Belief and expectations
She believes that a disc bulge means she should not bend forward, as it could lead to a disc prolapse
Possible Diagnosis:
NON-SPECIFIC LOW BACK PAIN
Contributing Factors
- Reduced Load Tolerance: Pain consistently increased after prolonged physical demand.
- Sedentary Lifestyle: Long-term movement avoidance reduces tissue capacity.
- Poor Sleep: Contributed to heightened pain sensitivity.
- Fear-Based Beliefs: The disc bulge was incorrectly interpreted as fragile.
- Stress: Likely amplified pain perception.
The Key Clinical Insight
This case highlights an important truth:
Pain does not always equal damage. An MRI finding like a disc bulge is common, even in pain-free individuals. The real issue here was not structural failure.
It was:
- Reduced physical resilience
- Lifestyle-related sensitization
- Misunderstanding of pain
TREATMENT PLANNING:
Primary Goal
Restore confidence, improve physical capacity, and help the patient return to a pain-free and active life.
Rehabilitation Duration
Approximately 8 weeks
Session Frequency
18 sessions total; Progression: 3 sessions/week → 2 sessions/week → 1 session/week
Things to focus on during Treatment
- First, focus on patient education ( because she wrong understanding of her condition )

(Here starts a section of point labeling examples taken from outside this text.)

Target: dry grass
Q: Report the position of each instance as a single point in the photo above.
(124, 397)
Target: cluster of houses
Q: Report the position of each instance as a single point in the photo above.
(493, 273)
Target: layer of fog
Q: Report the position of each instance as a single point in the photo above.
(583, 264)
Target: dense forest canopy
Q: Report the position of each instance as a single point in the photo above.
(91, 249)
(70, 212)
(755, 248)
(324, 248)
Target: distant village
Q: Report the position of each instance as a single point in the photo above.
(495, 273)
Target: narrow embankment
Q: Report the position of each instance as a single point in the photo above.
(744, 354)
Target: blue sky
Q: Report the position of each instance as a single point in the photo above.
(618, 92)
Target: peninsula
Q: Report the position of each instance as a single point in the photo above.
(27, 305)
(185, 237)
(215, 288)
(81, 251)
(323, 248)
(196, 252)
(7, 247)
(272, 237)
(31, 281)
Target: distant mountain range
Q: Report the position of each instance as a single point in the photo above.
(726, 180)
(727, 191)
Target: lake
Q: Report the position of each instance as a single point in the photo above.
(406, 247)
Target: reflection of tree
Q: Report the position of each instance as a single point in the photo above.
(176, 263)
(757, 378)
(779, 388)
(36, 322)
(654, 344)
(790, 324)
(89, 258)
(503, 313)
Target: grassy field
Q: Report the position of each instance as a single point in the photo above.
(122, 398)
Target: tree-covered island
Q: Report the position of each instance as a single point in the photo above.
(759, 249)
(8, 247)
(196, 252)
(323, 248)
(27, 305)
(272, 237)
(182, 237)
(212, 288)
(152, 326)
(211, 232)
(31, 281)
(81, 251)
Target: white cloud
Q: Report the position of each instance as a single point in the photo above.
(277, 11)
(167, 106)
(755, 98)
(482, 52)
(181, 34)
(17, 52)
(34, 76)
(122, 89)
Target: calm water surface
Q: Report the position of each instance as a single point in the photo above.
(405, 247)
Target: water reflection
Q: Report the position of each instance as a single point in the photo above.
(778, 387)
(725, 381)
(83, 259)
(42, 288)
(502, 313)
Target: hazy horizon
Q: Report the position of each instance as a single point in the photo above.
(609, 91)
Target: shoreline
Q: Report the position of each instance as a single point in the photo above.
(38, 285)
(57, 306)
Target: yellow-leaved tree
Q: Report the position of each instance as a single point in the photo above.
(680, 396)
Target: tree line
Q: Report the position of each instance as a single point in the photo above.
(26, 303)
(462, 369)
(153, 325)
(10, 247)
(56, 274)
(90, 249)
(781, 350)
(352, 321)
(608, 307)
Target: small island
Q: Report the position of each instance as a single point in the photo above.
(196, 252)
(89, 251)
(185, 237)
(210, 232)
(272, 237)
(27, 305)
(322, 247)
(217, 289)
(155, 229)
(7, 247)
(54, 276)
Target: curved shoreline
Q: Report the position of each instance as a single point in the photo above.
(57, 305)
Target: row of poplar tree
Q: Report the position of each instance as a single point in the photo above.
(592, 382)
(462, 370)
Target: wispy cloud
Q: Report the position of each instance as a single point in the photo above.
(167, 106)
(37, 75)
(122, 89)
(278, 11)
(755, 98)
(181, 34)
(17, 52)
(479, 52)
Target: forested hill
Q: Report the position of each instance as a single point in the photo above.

- We need to guide how to improve a healthy lifestyle, also follow the sleep pattern, 4-5 litres of water intake and reduce stress.
- Improve her capacity to tolerate the pain.

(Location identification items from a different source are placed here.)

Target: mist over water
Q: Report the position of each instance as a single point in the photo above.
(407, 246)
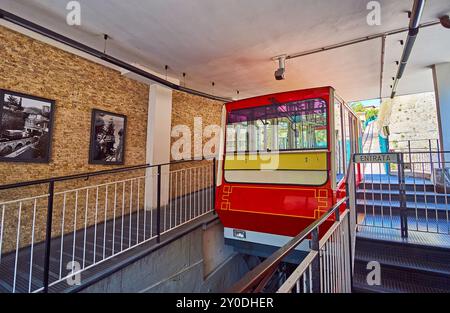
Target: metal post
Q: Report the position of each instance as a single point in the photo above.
(158, 207)
(337, 214)
(403, 209)
(315, 264)
(214, 187)
(48, 234)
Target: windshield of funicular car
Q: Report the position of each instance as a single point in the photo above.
(296, 125)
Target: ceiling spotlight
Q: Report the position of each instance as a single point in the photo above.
(445, 21)
(279, 73)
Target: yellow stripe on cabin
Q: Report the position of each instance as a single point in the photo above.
(284, 161)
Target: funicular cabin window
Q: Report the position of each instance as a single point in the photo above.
(297, 125)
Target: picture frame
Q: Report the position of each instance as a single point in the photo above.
(107, 138)
(26, 127)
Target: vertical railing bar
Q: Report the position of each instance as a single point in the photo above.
(315, 263)
(32, 246)
(1, 230)
(145, 214)
(425, 192)
(445, 197)
(123, 217)
(48, 235)
(171, 174)
(158, 206)
(114, 221)
(95, 226)
(413, 168)
(137, 211)
(74, 229)
(131, 213)
(186, 196)
(214, 178)
(373, 195)
(85, 226)
(390, 198)
(105, 221)
(176, 200)
(381, 197)
(435, 201)
(190, 193)
(62, 236)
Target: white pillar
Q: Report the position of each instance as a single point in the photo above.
(158, 143)
(441, 76)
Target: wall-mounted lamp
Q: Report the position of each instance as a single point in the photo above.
(445, 21)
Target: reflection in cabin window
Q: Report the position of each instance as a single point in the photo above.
(297, 125)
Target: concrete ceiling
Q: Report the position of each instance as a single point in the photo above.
(232, 42)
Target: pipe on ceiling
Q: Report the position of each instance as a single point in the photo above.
(414, 25)
(12, 18)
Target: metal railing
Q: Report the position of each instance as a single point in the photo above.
(327, 268)
(53, 230)
(410, 194)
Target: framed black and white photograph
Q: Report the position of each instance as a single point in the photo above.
(107, 138)
(26, 124)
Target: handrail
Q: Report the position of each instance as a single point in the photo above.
(12, 18)
(98, 173)
(255, 276)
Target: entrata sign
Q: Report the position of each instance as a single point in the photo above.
(376, 158)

- Teaching about load management.
- First, start GRADED EXPOSURE( rehab phase) and after we focus on TRAINING PHASE (strengthening exercises).
TREATMENT FOCUS:
Phase 1: Education & Reassurance
Helping the patient understand:
- A disc bulge does not mean damage progression
- Bending is safe
- Pain is modifiable
- Movement is medicine
Phase 2: Lifestyle Optimisation
Focus on:
- Sleep hygiene
- Stress management
- Regular hydration
- Daily movement exposure
(Water intake recommendations should be individualised rather than fixed at 4–5 litres.)
Phase 3: Graded Exposure
Gradual reintroduction to:
- Forward bending
- Functional loading
- Prolonged standing tolerance
- Daily activity demands
Phase 4: Strength & Capacity Building
Progressive strengthening:
- Core endurance
- Hip strength
- Functional lifting patterns
- Whole-body resilience training
CLINICAL TAKEAWAY
This case reminds us that successful rehabilitation often begins by changing beliefs, not just treating tissues.
Sometimes, the biggest barrier to recovery is not the disc itself. It is the fear attached to the diagnosis.
When we educate, reassure, and progressively reload the system, recovery becomes possible.